Now, you can get fancy and use an online compounding calculator to do the year-upon-year calculations, but this is a good place to start.

@Adrian. I’ve done a simple spreadsheet that does the subtractions between dates and the Number and current net worth.

http://spreadsheets.google.com/pub?key=t9WqKJrj_uMNj1WPpnRpj0w&output=html

I summarise it here with Scott’s figures:

End date: 01/01/19

Today’s date: 16/07/09

Days: 3456

Years: 9.47

Number: 4,000,000

Current net worth: 223,452

Difference: 3,776,548

Diff / yrs: 398,854

Is that the result you would expect? Or should I alter the spreadsheet?

KC

@ KC – Thanks for the s/sheet! I’m having “permissions” problems gaining ‘edit’ rights, but to get to $4 mill in just under 10 years from an almost standing start (relative to $4 mill. that is!) sounds like a $400k-a-year savings exercise to me 🙂

The Money Magazine approach does not work for me either – for the reasons you give. And you can’t work backwards using their numbers (e.g. using their age 60 figure for what you should have if you want to retire in five years time at some earlier age) because they have assumed a given life expectancy and (I suspect) drawing on social security.

Your approach is more sensible, but it assumes a linear rate of progress. This may be reasonably close for short time periods but starts to look a bit uncertain for longer time periods because I’d assume most people doing it the hard way (i.e. saving from a salary) would:

1. having rising incomes as they gain experience etc – which should lead to rising dollar savings everything else being equal

2. have uneven savings rates because everything else is seldom equal (marriage, children, house, divorce, illness, tax increases, working for Lehman Brothers etc)
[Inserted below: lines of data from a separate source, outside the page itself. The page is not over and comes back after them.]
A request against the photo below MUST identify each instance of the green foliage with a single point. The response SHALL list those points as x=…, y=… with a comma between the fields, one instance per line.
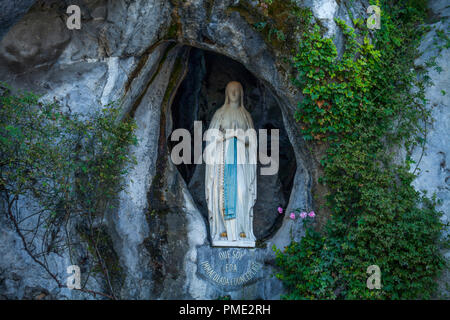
x=363, y=104
x=67, y=163
x=69, y=166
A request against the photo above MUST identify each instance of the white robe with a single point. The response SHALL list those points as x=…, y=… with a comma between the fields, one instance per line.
x=225, y=118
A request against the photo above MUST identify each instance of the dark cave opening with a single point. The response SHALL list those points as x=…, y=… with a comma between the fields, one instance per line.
x=200, y=94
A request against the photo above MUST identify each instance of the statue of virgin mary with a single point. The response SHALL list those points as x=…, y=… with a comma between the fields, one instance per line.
x=230, y=175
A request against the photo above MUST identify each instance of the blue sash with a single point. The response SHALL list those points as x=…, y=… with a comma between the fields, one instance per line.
x=230, y=180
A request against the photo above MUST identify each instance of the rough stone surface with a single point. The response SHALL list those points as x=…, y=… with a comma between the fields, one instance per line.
x=122, y=54
x=433, y=159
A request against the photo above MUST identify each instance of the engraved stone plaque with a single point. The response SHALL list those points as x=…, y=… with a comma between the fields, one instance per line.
x=229, y=268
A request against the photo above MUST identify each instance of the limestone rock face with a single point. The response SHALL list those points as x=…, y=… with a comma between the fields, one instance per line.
x=433, y=159
x=22, y=49
x=140, y=52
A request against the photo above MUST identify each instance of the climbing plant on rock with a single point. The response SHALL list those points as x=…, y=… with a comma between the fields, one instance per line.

3. start to benefit from compound returns as they accumulate assets and they start reinvesting the returns on those assets

If you are running your own business it would be even more volatile and unpredictable.

Now if you can come up with a spreadsheet that takes into account all those variables….:-)

@ Trainee – when you come up with the spreadsheet, log it in here 😉

Now, the compromise would be to put in compounding numbers, which have the effect of ‘loading’ the annual (hence, cumulative … which is what Money Magazine’s figures are) savings rates in later years …

… but, doesn’t that just take the pressure off us to perform in the early years, when it matters most? That’s why I’m reasonably happy with the linear approach for anything up to, say, 10 years to your Date: the proverbial kicketh up thy owneth backside! 🙂

@Adrian

The spreadsheet would be a bit too challenging for me but I will have a go….after I hit my number and have some spare time

I suppose compounding could encourage some people to slack off in the early years but it would have the opposite effect for me because (i) I did push myself hard to maximise savings in the early years of my career and (ii) the early savings benefit from the effects of compound returns more than later savings

My savings is begining to pick up, one of the things I did was open an account that I automatically deposit into but it takes some specific work to withdraw. I also have an “ING” account, so I at least have a savings plan.